A microcefalia tem relação com a vacina de rubéola?
Essa informação que circula na internet, de que lotes vencidos dessa vacina seriam os responsáveis pela ocorrência de microcefalia, não passa de um boato. A vacina contra a rubéola é contraindicada para grávidas, e em nenhum caso registrado de microcefalia no Brasil gestantes relataram ter recebido o imunizante. A vacina é normalmente aplicada em crianças.
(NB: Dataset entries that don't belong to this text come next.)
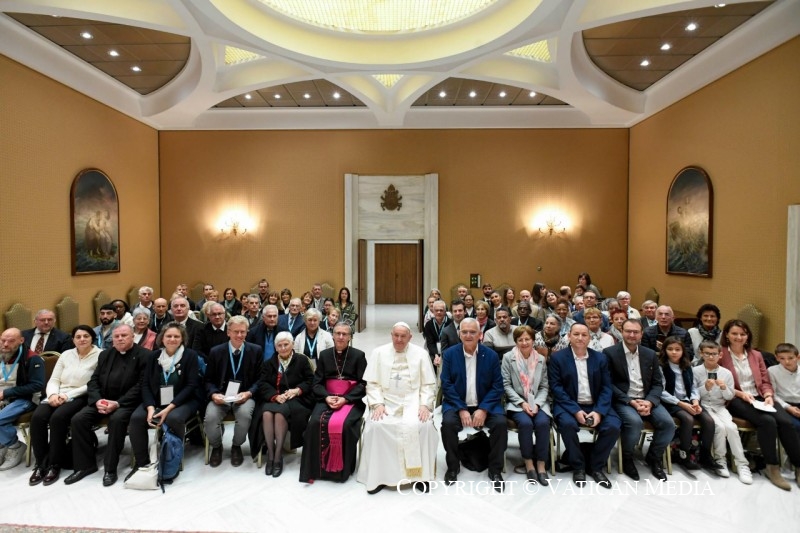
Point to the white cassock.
(399, 448)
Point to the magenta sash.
(333, 455)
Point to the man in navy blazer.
(637, 383)
(55, 340)
(292, 321)
(581, 387)
(476, 404)
(263, 333)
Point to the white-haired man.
(399, 440)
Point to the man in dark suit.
(637, 384)
(263, 333)
(472, 393)
(160, 316)
(45, 337)
(450, 334)
(581, 387)
(653, 336)
(433, 331)
(114, 391)
(292, 321)
(213, 332)
(180, 312)
(233, 368)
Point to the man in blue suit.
(580, 383)
(292, 321)
(472, 391)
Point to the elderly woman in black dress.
(285, 390)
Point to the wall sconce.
(552, 225)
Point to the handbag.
(146, 477)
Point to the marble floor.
(244, 500)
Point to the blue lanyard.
(169, 373)
(233, 365)
(8, 374)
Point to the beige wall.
(491, 182)
(743, 130)
(49, 133)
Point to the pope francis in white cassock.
(399, 441)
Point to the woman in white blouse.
(66, 395)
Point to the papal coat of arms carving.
(391, 199)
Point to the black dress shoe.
(216, 457)
(277, 468)
(79, 475)
(377, 489)
(422, 487)
(497, 482)
(236, 456)
(543, 479)
(37, 476)
(658, 470)
(629, 468)
(601, 479)
(52, 475)
(109, 478)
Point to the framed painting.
(690, 204)
(94, 209)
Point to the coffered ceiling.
(361, 64)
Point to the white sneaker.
(722, 469)
(745, 476)
(14, 456)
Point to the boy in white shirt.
(715, 385)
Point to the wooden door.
(396, 274)
(362, 285)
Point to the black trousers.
(769, 428)
(498, 439)
(83, 438)
(58, 418)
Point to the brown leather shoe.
(236, 456)
(216, 457)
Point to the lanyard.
(169, 372)
(234, 367)
(8, 374)
(312, 347)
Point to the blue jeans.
(8, 414)
(632, 424)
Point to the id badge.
(233, 389)
(167, 394)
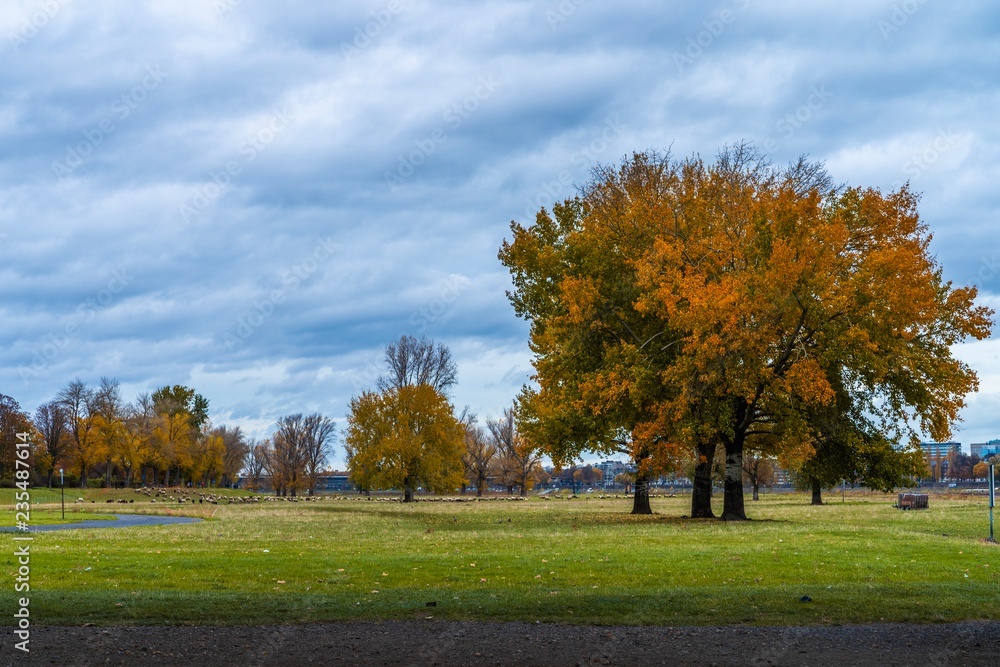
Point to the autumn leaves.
(678, 307)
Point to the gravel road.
(447, 643)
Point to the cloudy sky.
(252, 198)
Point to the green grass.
(579, 561)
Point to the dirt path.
(447, 643)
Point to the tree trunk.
(733, 508)
(640, 501)
(701, 496)
(817, 493)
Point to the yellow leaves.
(405, 436)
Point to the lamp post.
(993, 496)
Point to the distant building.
(332, 481)
(936, 454)
(985, 450)
(611, 468)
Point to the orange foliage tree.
(679, 305)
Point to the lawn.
(580, 561)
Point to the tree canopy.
(677, 305)
(403, 438)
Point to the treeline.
(165, 438)
(404, 433)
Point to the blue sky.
(253, 198)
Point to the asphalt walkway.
(123, 521)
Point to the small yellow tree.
(403, 438)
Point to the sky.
(253, 198)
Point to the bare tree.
(107, 403)
(480, 452)
(51, 423)
(236, 451)
(519, 459)
(287, 459)
(317, 432)
(758, 470)
(257, 462)
(414, 361)
(77, 400)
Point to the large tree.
(480, 453)
(518, 459)
(701, 305)
(403, 438)
(86, 447)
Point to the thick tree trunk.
(733, 508)
(701, 496)
(640, 501)
(817, 494)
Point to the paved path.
(123, 521)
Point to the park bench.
(912, 501)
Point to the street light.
(993, 496)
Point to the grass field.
(578, 561)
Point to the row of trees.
(161, 438)
(678, 308)
(405, 434)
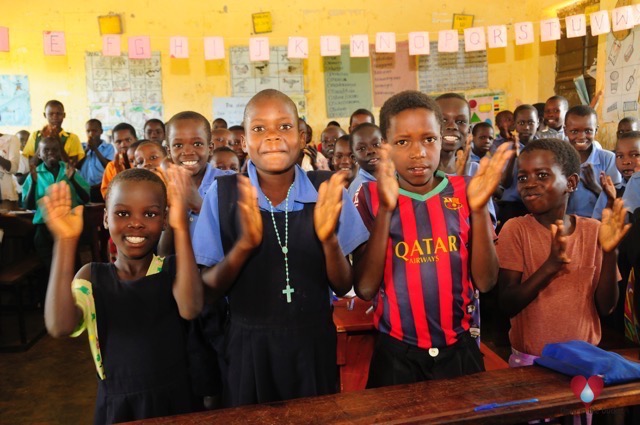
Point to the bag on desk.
(575, 358)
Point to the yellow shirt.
(72, 145)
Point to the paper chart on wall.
(622, 75)
(120, 89)
(452, 72)
(231, 109)
(15, 103)
(280, 72)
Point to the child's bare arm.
(612, 231)
(187, 287)
(221, 276)
(484, 260)
(369, 259)
(516, 295)
(325, 218)
(60, 311)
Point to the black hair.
(500, 114)
(358, 129)
(219, 120)
(154, 121)
(630, 135)
(270, 94)
(563, 100)
(189, 115)
(539, 108)
(458, 96)
(95, 121)
(565, 155)
(581, 111)
(53, 102)
(362, 111)
(136, 175)
(480, 125)
(525, 107)
(125, 126)
(402, 101)
(144, 142)
(223, 149)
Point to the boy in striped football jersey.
(431, 245)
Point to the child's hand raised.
(558, 255)
(388, 187)
(608, 186)
(613, 227)
(62, 221)
(462, 156)
(484, 183)
(327, 210)
(177, 180)
(250, 218)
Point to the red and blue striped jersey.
(426, 291)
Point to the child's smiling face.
(456, 123)
(189, 145)
(541, 183)
(273, 138)
(628, 156)
(414, 135)
(581, 131)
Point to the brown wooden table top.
(444, 401)
(353, 320)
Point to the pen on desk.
(491, 406)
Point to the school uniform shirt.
(71, 142)
(510, 194)
(92, 169)
(9, 150)
(210, 174)
(426, 295)
(207, 243)
(46, 179)
(565, 309)
(362, 177)
(582, 202)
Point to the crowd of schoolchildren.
(230, 242)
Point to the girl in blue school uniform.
(132, 309)
(276, 246)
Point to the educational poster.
(393, 72)
(15, 103)
(452, 72)
(485, 105)
(622, 73)
(120, 89)
(280, 72)
(347, 84)
(231, 109)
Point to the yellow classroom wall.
(526, 73)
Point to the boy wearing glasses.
(510, 204)
(581, 126)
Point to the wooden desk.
(356, 340)
(445, 401)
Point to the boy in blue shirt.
(97, 156)
(276, 246)
(581, 126)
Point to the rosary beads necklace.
(288, 290)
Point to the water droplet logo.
(587, 390)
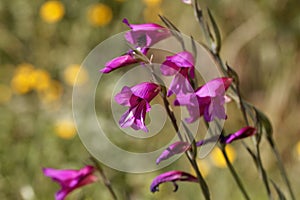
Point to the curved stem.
(104, 178)
(234, 174)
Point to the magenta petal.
(145, 35)
(127, 119)
(215, 109)
(182, 59)
(137, 98)
(175, 148)
(146, 90)
(240, 134)
(60, 176)
(118, 62)
(123, 97)
(171, 176)
(180, 86)
(70, 179)
(169, 68)
(215, 87)
(187, 1)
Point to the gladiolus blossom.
(137, 98)
(70, 179)
(171, 176)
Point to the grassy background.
(40, 51)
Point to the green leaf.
(280, 194)
(217, 35)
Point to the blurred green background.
(42, 44)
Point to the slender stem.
(283, 172)
(202, 183)
(234, 174)
(230, 166)
(171, 116)
(104, 178)
(263, 172)
(201, 180)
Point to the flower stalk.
(105, 180)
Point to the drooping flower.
(240, 134)
(145, 35)
(122, 61)
(182, 66)
(137, 98)
(244, 132)
(171, 176)
(175, 148)
(187, 1)
(70, 179)
(208, 100)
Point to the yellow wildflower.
(152, 3)
(5, 94)
(203, 167)
(52, 11)
(52, 93)
(151, 14)
(40, 79)
(21, 82)
(99, 14)
(65, 129)
(74, 74)
(218, 158)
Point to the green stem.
(283, 172)
(201, 180)
(234, 174)
(263, 172)
(104, 178)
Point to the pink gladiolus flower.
(240, 134)
(137, 98)
(187, 1)
(175, 148)
(244, 132)
(145, 35)
(182, 66)
(208, 100)
(70, 179)
(171, 176)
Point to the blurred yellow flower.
(5, 93)
(52, 93)
(52, 11)
(151, 14)
(99, 14)
(152, 3)
(21, 82)
(65, 129)
(218, 158)
(203, 167)
(40, 79)
(73, 73)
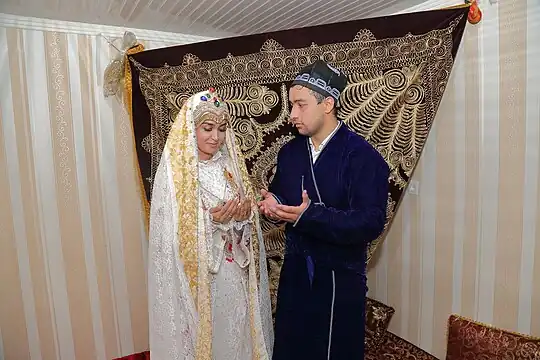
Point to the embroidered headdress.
(322, 78)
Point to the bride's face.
(210, 137)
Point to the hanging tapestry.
(397, 66)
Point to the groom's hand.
(292, 213)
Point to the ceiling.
(212, 18)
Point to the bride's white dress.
(228, 265)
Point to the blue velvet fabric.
(331, 236)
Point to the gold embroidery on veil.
(181, 145)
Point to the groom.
(331, 188)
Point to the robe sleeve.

As autoridades de saúde no Brasil, além disso, fazem fiscalização para garantir o descarte de produtos médicos vencidos, e nenhum caso de aplicação de vacina vencida foi relatado durante o período de epidemia da zika.
Segundo a Fundação Oswaldo Cruz, mesmo que a vacina vencida tivesse sido aplicada, o único problema é que ela não será eficaz contra a rubéola e ela não oferece potencial de danos neurológicos.
A microcefalia tem relação com o uso de larvicidas?
Um boato espalhado em blogs de ambientalistas afirmava que o uso do larvicida pyroproxyfen, que seria produzido pela empresa Monsanto (o que não é verdade, pois é fabricado pela Sumitomo Chemicals), estaria por trás dos casos de microcefalia.
Os textos mencionavam um "estudo argentino", na verdade um relatório da Rede Universitária de Ambiente e Saúde (Reduas) – uma associação de médicos e professores universitários contra agrotóxicos –, que citava de maneira incorreta uma nota técnica da Associação Brasileira de Saúde Coletiva (Abrasco).
A Abrasco desmentiu a informação e disse que se tratou de um mal-entendido. Em nota, o Ministério da Saúde afirmou que "não existe nenhum estudo epidemiológico que comprove a associação do uso de pyriproxifen e a microcefalia" e que a substância foi aprovada para o uso pela OMS e pela Anvisa.